E-commerce CRO

The Decline of Big Lots: A Cautionary Tale for Retailers

Big Lots, once a prominent player in the closeout retail sector, is now navigating turbulent waters following its bankruptcy filing in 2024. The company, which operates over 1,000 stores across 48 states, has initiated a going-out-of-business (GOB) sales process in a desperate attempt to salvage its operations. This alarming trend not only raises questions about Big Lots’ future but also highlights the broader challenges facing discount retailers, such as Dollar General and Dollar Tree, which have also experienced store closures this year.

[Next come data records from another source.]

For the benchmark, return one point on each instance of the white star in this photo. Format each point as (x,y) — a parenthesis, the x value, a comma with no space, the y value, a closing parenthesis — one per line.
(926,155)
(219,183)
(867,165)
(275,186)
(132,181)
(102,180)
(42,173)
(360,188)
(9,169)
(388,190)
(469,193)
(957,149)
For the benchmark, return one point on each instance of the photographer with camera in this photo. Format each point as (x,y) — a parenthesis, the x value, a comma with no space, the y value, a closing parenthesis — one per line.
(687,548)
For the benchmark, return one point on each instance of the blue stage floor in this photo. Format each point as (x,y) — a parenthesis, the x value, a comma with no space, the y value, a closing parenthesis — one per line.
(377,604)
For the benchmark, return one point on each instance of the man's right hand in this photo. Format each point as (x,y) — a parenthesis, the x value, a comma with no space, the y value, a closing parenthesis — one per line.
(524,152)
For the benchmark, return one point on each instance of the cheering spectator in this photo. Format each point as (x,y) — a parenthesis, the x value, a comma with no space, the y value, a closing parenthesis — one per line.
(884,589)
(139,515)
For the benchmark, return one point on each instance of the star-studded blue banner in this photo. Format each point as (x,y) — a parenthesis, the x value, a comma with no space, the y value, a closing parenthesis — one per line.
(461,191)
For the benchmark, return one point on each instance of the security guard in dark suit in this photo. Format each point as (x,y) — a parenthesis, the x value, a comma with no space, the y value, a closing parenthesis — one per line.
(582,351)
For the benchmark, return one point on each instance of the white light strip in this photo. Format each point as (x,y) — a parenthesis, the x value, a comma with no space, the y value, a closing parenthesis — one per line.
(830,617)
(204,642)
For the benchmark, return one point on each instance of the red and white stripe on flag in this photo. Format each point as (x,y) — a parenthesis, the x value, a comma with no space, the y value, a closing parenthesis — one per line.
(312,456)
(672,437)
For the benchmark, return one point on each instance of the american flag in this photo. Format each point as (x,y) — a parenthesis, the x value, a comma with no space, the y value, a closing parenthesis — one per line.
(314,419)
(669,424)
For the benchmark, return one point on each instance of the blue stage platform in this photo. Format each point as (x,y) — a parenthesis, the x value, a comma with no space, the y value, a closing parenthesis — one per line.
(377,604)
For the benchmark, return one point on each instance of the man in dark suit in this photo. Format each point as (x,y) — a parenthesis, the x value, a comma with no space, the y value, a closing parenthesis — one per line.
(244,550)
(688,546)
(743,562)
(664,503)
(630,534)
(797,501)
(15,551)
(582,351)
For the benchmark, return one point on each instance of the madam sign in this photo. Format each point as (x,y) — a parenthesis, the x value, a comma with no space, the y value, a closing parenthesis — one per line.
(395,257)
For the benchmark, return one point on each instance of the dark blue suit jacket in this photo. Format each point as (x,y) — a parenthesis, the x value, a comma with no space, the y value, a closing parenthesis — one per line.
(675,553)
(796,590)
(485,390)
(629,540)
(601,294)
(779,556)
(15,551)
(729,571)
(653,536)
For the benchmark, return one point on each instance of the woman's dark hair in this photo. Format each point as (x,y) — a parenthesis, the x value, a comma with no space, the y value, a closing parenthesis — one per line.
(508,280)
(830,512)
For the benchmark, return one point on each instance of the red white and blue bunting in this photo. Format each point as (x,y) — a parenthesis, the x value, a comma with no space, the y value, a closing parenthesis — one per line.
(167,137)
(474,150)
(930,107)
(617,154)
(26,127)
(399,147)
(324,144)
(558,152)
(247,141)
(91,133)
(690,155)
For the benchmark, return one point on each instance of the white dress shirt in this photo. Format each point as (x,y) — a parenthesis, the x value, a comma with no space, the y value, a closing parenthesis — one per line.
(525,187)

As recently as last November, Big Lots appeared optimistic about its future. They launched a new app designed to enhance customer engagement and improve their digital sales. According to Digital Commerce 360, Big Lots’ ecommerce sales are projected to reach $389.36 million in 2024. This endeavor aimed to capture a growing segment of consumers who prefer shopping online. However, the hopes for revitalization quickly faded after negotiations with Nexus Capital Management LP collapsed, pushing the retailer into a precarious position.

Bruce Thorn, the company’s president and CEO, disclosed the tough decision to start liquidating inventory. “We all have worked extremely hard and have taken every step to complete a going concern sale,” he said in a statement. “While we remain hopeful that we can close an alternative going concern transaction to protect the value of the Big Lots estate, we have made the difficult decision to begin the GOB process.” This dual strategy of conducting liquidation sales while searching for potential buyers opens the question of whether the retailer can successfully execute both routes.

According to retail consultant Michael Zakkour, Big Lots has failed to adapt to an evolving market landscape characterized by the emergence of cross-border commerce and changing consumer preferences. Zakkour noted, “They never understood or adjusted to consumers’ emergence and embrace of cross-border commerce, featuring super-low prices that offered convenience with a tolerable wait time.” In doing so, Big Lots neglected to maintain its commitment to offer products that catered to its typical customer profile.

Retailers like Big Lots face a growing challenge in striking a balance between maintaining low prices and providing a variety of affordable items that attract budget-conscious shoppers. Zakkour highlights that Big Lots strayed from its origins by deviating from a dollar-item product mix that had initially defined its brand. Instead, the retailer began to offer products with higher price points, alienating its core customer base. This shift signifies a broader problem in retail where brands fail to understand deeply ingrained consumer expectations.

Moreover, Zakkour emphasizes that Big Lots’ business model is rooted in a system that is over 20 years old, one that did not necessitate significant investment in technology or talent. “They broke the promise of the dollar item product mix and did not understand a completely new asymmetrical online/offline consumer journey,” he explains. As retail continues to evolve, a failure to invest in infrastructure that supports modern consumer behavior can effectively seal a retailer’s fate.

With Big Lots struggling for survival, industry experts are questioning whether the company can find a “White Knight” buyer to turn back the clock on its decline. Zakkour suggests that the chances of a smooth turnaround are slim. “There is little chance of the ‘White Knight’ getting things back on track,” he stated, indicating that if a buyer were to enter the picture, it is more likely that they would buy and dissect the company for parts rather than resurrect it as a whole entity.

This case serves as a cautionary tale for other retailers navigating the complexities of today’s market. The importance of understanding consumer behavior and adapting business strategies accordingly cannot be overstated. As discount retailers grapple with their own set of challenges, they must remain agile and responsive to shifting market trends to avoid a fate similar to that of Big Lots.

In conclusion, the struggles of Big Lots encapsulate the challenges faced by retailers that fail to evolve with consumer demands. While the company’s short-term strategy involves liquidation sales and attempts to engage potential buyers, the long-term outlook appears increasingly grim. Retailers must learn from Big Lots’ missteps and place a renewed focus on understanding their target audiences, maintaining their core offerings, and investing in necessary technological advancements. As the landscape continues to shift, only those willing to adapt will sustain their presence in an increasingly competitive market.